Patarroyo y su lucha contra la malaria

Este científico, creador de la primera vacuna sintética contra el paludismo, trabaja en la fórmula para combatir otras 517 enfermedades infecciosas.

El inmunólogo colombiano Manuel  Elkin Patarroyo. / Óscar Pérez - El Espectador
El inmunólogo colombiano Manuel Elkin Patarroyo. / Óscar Pérez - El Espectador

Manuel Elkin Patarroyo, director del Instituto de Inmunología de Colombia, fue el primero en desarrollar una vacuna sintética contra la malaria, enfermedad que cobra la vida de un niño cada minuto y que cada año se transmite a 216 millones de personas en el mundo. El descubrimiento fue suficiente para que en tres ocasiones lo postularan al Nobel: dos veces en química y una en medicina, y para que los colombianos lo vieran como referente de la ciencia en el país.

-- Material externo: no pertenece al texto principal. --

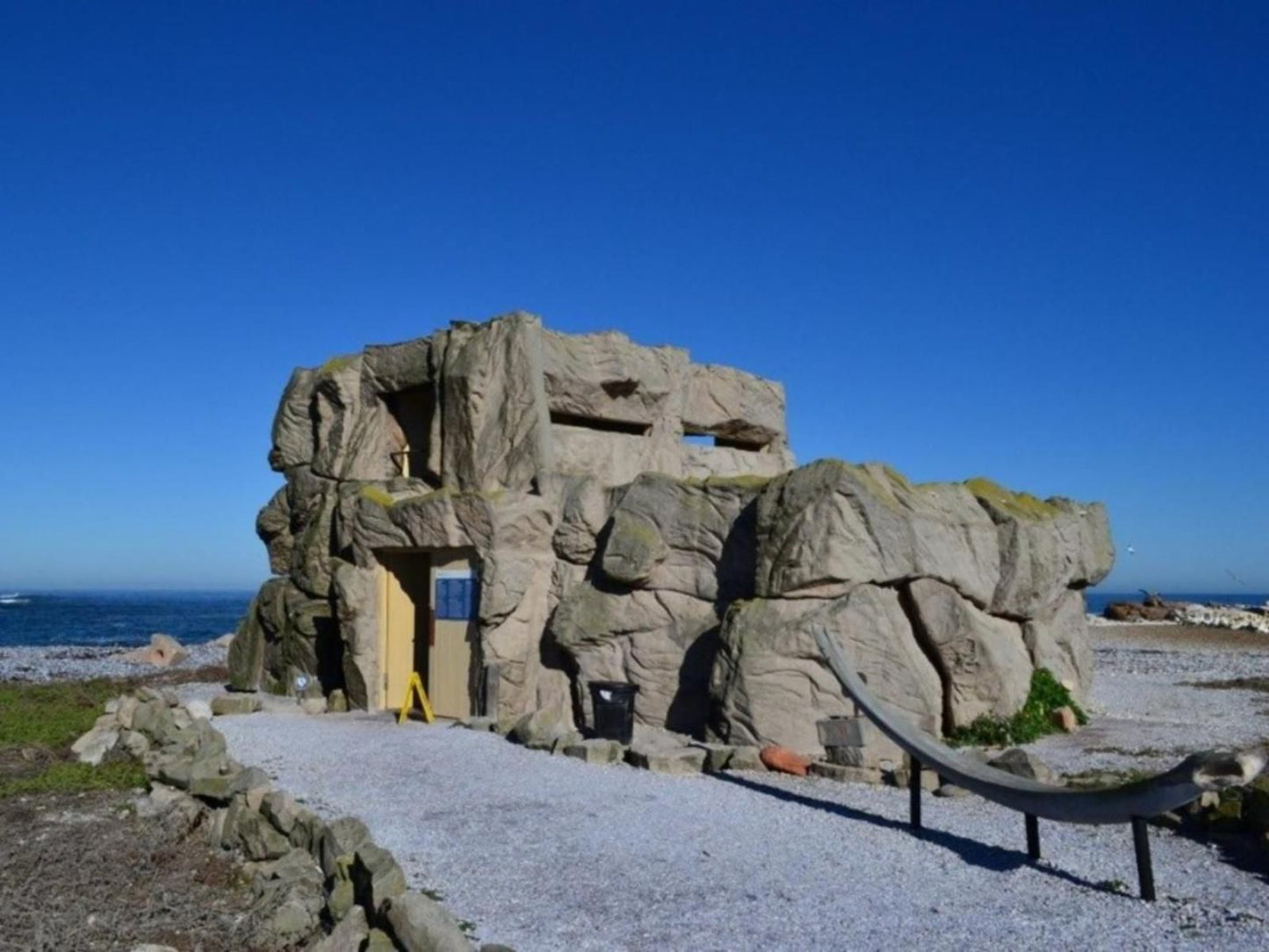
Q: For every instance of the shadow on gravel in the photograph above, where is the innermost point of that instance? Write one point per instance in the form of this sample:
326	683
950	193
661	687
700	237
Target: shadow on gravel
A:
981	855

A los ocho años, la violencia obligó a su familia a huir de Ataco, al sur del Tolima, y desplazarse a Girardot, donde comenzó su obsesión por las vacunas. Su padre, viéndolo sin oficio en el nuevo hogar, le regaló un cómic sobre la vida de Luis Pasteur, titulado Descubridor de vacunas, benefactor de la humanidad. Luego llegaron Robert Koch y su lucha contra la tuberculosis, Armauer Hansen y su lucha contra la lepra y Ronald Ross y su batalla contra la malaria. Desde entonces, Patarroyo decidió que quería convertirse, como sus héroes animados, en científico y desarrollador de vacunas.

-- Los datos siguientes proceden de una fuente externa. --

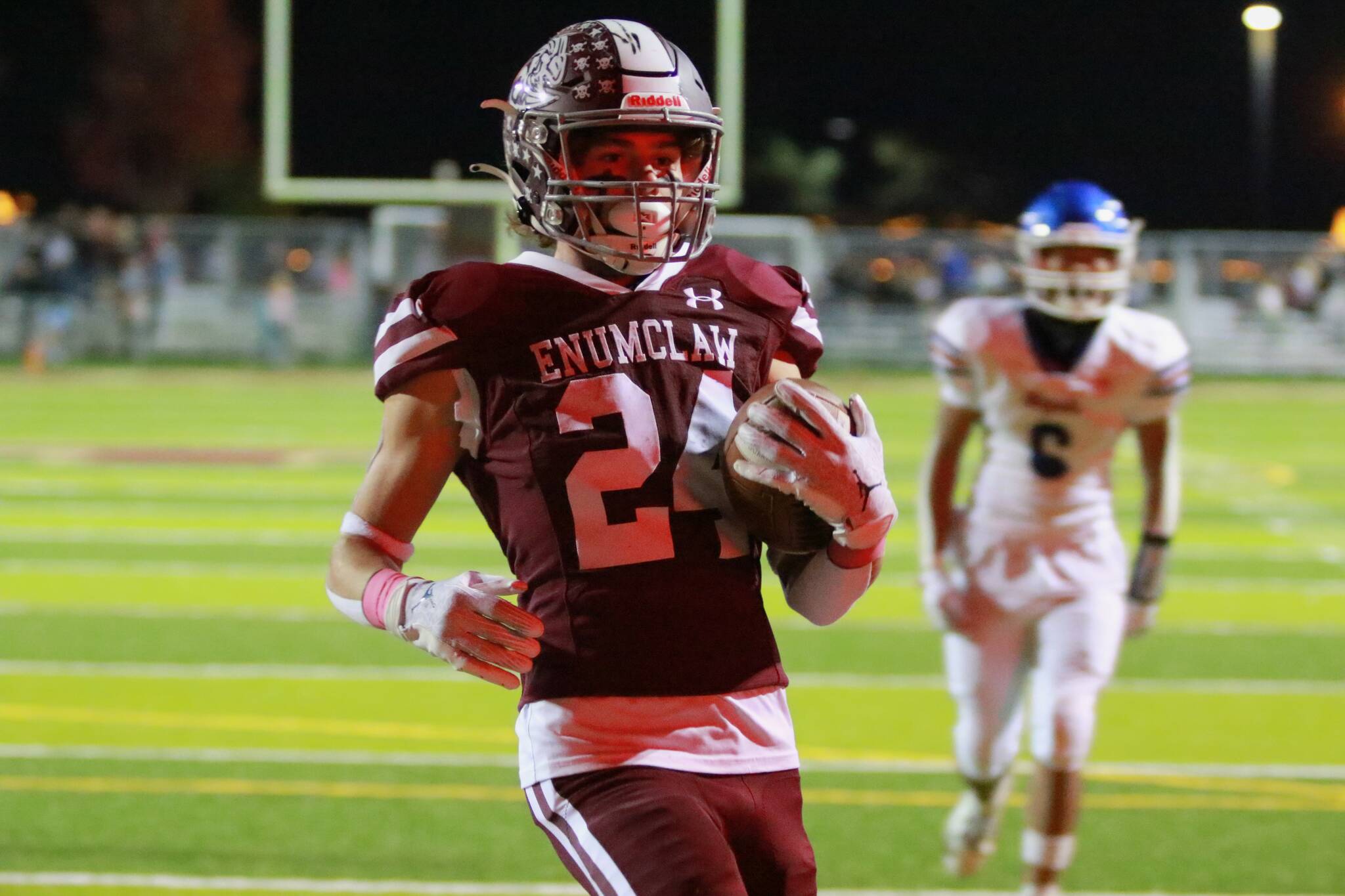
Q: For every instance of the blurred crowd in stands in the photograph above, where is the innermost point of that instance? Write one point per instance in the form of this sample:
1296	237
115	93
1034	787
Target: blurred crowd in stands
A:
96	282
85	264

De ahí en adelante, el tolimense se graduó de médico, obtuvo un doctorado en medicina y cirugía de la Universidad Nacional, cursó una especialización en virología en la Universidad de Yale y otra en inmunología de la Universidad Rockefeller y el Instituto Karolinska de Estocolmo.

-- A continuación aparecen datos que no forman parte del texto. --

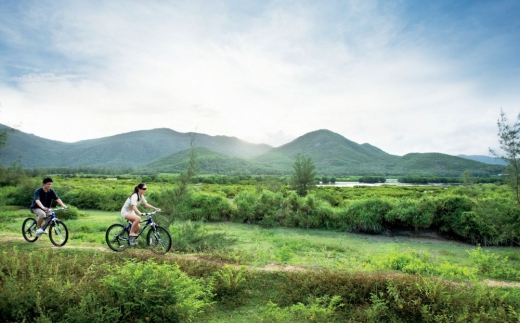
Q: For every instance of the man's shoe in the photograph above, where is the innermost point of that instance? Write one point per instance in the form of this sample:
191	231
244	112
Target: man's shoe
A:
133	241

El momento clave de su carrera llegó en 1986, en el laboratorio que montó en el Amazonas para hacer moléculas y ensayarlas en micos. Allí, entre experimentos y fórmulas fallidas, el sueño de infancia por fin se hizo realidad: descubrió la primera vacuna contra la malaria, denominada SPF-66, y tras realizar ensayos en más de 50.000 individuos de distintos países se verificó su efectividad entre un 30 y 50%.

En 1996 cedió la patente a la Organización Mundial de la Salud (OMS), pero su nueva obsesión fue hallar una vacuna mucho más efectiva, y así fue: en 2011, dio a conocer la Colfavac, de la que había comprobado una efectividad superior al 90% en monos y que ahora está probando en humanos.

En la prestigiosa revista estadounidense Chemical Reviews publicó que había encontrado los principios químicos que permitirán crear vacunas sintéticas para prevenir prácticamente todas la enfermedades infecciosas existentes en el mundo: tuberculosis, papiloma humano, dengue, hepatitis C, lepra y cientos más.

La labor incansable de este investigador lo ha hecho acreedor de importantes premios y reconocimientos: doctorados honoris causa por las universidades Nacional, del Tolima y Metropolitana de Barranquilla; el Premio León Bernard que otorga la OMS; el nombramiento como académico de la Real Academia de Ciencias Exactas, Físicas y Naturales de Madrid, y, entre las condecoraciones, las de Caballero de la Orden de San Carlos y Simón Bolívar, ambas de Colombia.

De culminar su investigación sobre principios químicos que permitan crear vacunas para cientos de enfermedades infecciosas, no sería extraño que el Nobel de Química o Medicina por fin quede en Colombia.